The PCI-X protocol increases the PCI bus speed from 33MHz to 133MHz, and
the throughput from 266MBps to a combined total of 2GBps. PCI-X also operates
more efficiently, giving you more usable bandwidth at any clock frequency
— ideal for HD video and other high-bandwidth applications.
High-performance I/O
The HyperTransport protocol integrates the Power Mac G5’s I/O subsystems
and connects them to the system controller. Serial ATA, Gigabit Ethernet,
FireWire, USB 2.0 and optical digital and analog audio are all integrated
through two bidirectional 16-bit, 800MHz HyperTransport interconnects for
a maximum throughput of 3.2GB per second.

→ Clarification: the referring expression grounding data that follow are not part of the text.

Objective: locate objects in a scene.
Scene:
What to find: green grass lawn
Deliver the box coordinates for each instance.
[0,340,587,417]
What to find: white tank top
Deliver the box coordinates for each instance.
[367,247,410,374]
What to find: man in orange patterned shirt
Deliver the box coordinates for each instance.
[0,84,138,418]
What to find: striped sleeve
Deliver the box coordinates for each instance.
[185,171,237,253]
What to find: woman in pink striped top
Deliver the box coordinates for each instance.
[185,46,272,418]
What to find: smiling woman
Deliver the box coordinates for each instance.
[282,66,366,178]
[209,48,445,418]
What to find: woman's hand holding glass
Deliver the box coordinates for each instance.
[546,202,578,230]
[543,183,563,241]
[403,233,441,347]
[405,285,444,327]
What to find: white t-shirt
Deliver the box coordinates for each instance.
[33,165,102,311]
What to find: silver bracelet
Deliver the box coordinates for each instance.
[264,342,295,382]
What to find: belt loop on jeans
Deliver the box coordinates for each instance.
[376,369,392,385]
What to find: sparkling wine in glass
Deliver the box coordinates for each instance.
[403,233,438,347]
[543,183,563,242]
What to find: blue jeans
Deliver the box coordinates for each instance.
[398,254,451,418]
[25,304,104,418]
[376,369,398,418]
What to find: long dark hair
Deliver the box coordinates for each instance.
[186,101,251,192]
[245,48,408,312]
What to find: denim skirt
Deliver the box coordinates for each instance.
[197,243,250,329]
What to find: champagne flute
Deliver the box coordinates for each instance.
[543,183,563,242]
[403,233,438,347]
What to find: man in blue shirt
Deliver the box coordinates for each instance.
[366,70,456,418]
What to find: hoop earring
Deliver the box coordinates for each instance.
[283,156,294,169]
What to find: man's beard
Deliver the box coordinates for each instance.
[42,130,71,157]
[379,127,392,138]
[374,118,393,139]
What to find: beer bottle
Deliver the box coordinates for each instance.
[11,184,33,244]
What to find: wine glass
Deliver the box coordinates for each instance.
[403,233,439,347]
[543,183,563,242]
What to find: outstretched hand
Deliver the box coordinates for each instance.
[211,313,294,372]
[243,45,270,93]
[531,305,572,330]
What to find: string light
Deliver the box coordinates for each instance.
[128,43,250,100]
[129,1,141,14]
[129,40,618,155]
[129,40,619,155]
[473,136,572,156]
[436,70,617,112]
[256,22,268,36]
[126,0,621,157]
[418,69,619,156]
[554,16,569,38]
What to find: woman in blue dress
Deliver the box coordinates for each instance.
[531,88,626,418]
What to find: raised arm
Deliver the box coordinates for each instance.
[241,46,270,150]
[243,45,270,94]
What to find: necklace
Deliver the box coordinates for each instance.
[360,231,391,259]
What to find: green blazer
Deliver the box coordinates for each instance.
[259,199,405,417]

Serial ATA storage The Power Mac G5 can hold two internal
Serial ATA drives that support 1.5-Gbps throughput per channel (equivalent
to a 150 MBps data rate). Designed to meet the demands of digital video editing,
3D modeling and other data-intensive applications, Serial ATA is the next-generation
industry-standard storage interface that replaces the typical (a.k.a. Parallel)
ATA interface. Since each Serial ATA drive is on an independent bus, there’s
no competition for bandwidth as with Parallel ATA.